Valle de los Caídos is a vast monumental memorial conceived by Francisco Franco and built between 1940 and 1959 partly by forced labour of Spain’s political prisoners. It includes a 152-meter-tall cross, a basilica, a long crypt and a vault, carved out of the mountain it is situated on. During recent years, the debate about the site’s transformation has gradually intensified, creating a highly charged and controversial matter for the country.
Even though the Spanish government took the decision to exhume Franco’s remains (which has seen major reactions from Franco-nostalgics, right wing and Catholic church supporters), the area risks becoming a cenotaph — an empty grave — with no clear narrative for its future. The high prominence of the site’s location is undoubtable, and its future transformation is thought by many to be an incredible opportunity, in terms of reconciliation but also re-use. However, no one can deny the divisive historical wounds and controversies attached to it.
So how does one proceed from here? How can this subject, currently treated like a hot potato hurriedly passed from hand to hand, be finally addressed? Sure, inactivity will lead nowhere with time gradually doing its job and destroying everything, however rushed and inconsiderate decisions can also prove lethal. How can the perceptions or ‘label’ of a place of conflict be modified, better yet repurposed?
Here is where Hybrid Space Lab enters the discourse. Its founders, professors Elisabeth Sikiaridi and Frans Vogelaar, amongst working for multiple interdisciplinary projects all over the world, have extensively dealt with memory politics and controversial heritage while using creative processes and digitalisation.
In the case of Valle de los Caídos, instead of coming up with ‘solutions’, Hybrid Space Lab acts as a platform for discussion by organising a workshop and inviting highly skilled individuals from around the world. The twenty two participants coming from various academic and professional backgrounds such as psychoanalysts, historians, political scientists and architects, all provided their invaluable input from their own perspectives. Additionally, an important aspect of the workshop was the incorporation of both insiders’ and outsiders’ voices within the debate, to ensure a broad range of viewpoints and opinions for the subject.

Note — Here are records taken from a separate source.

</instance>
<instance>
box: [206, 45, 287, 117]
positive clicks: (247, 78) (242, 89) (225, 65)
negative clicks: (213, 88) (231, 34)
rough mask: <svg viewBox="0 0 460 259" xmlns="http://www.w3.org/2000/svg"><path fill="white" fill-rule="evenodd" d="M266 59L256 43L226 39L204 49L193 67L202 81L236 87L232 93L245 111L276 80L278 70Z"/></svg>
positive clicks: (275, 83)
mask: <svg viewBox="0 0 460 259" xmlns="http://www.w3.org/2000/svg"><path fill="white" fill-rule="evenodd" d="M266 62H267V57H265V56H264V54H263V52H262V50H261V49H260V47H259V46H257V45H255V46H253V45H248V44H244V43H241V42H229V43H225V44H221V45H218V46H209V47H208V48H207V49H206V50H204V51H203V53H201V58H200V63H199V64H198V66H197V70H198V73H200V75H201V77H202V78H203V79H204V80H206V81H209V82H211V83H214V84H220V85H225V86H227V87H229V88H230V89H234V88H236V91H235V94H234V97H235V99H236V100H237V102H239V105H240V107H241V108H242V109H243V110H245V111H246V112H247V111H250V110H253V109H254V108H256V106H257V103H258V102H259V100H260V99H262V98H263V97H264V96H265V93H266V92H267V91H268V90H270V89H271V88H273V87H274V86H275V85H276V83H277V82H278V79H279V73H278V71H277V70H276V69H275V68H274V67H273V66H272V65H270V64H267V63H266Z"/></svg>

The international Deep Space: Re-signifying Valle de los Caídos workshop, which took place this past October in Madrid, included an extensive guided tour of the site followed by two days of lectures on issues concerning similar, politically tense situations such as the Demilitarised Zone (DMZ) between North and South Korea, and the New Dimensions in Testimony project, which developed the ability to present Holocaust survivor stories in an interactive conversational format, preserving their stories for future generations. Simultaneously, the two-day workshop involved intense discussions and proposals on the monument’s future visions through digital and technological tools.
Sikiaridi, the event co-organiser, argues that ‘the digital layer functions inclusively, enabling the integration of sidelined voices within the vision of a polyphonic monument and paving the way from recognition to reconciliation.’ Digital methods allow for a more holistic view in terms of history without physical intervention, approaching the discourse in a meticulous and inclusive manner. For example, the visualisation of the barracks used to house the convicted along the path leading to the Valle, provides a different perspective, resurfacing the voices that no longer have a physical presence.
The workshop proved that artistic interventions can fruitfully develop by incorporating multiple ‘sides’ and experts within a structured debate, rather than implementing top-down, anonymous and third party decision-making. This research method can prove incredibly beneficial for the tools of analysis on any sort of controversial grounds. It can therefore assist in resolving such issues as democratically as possible in a kind of trial-and-error manner, having a clear idea on how the place would be perceived prior to its actual transformation.
We live in a world where the veracity of democratic governments depends on the latter’s ability to deal and respect controversial matters. Without a thoroughly thought solution, the nation’s (or culture’s) representatives are automatically put into question. Prosperous societies advocating for democracy can only go forward with solid — meaning respecting and controversy-addressing — foundations.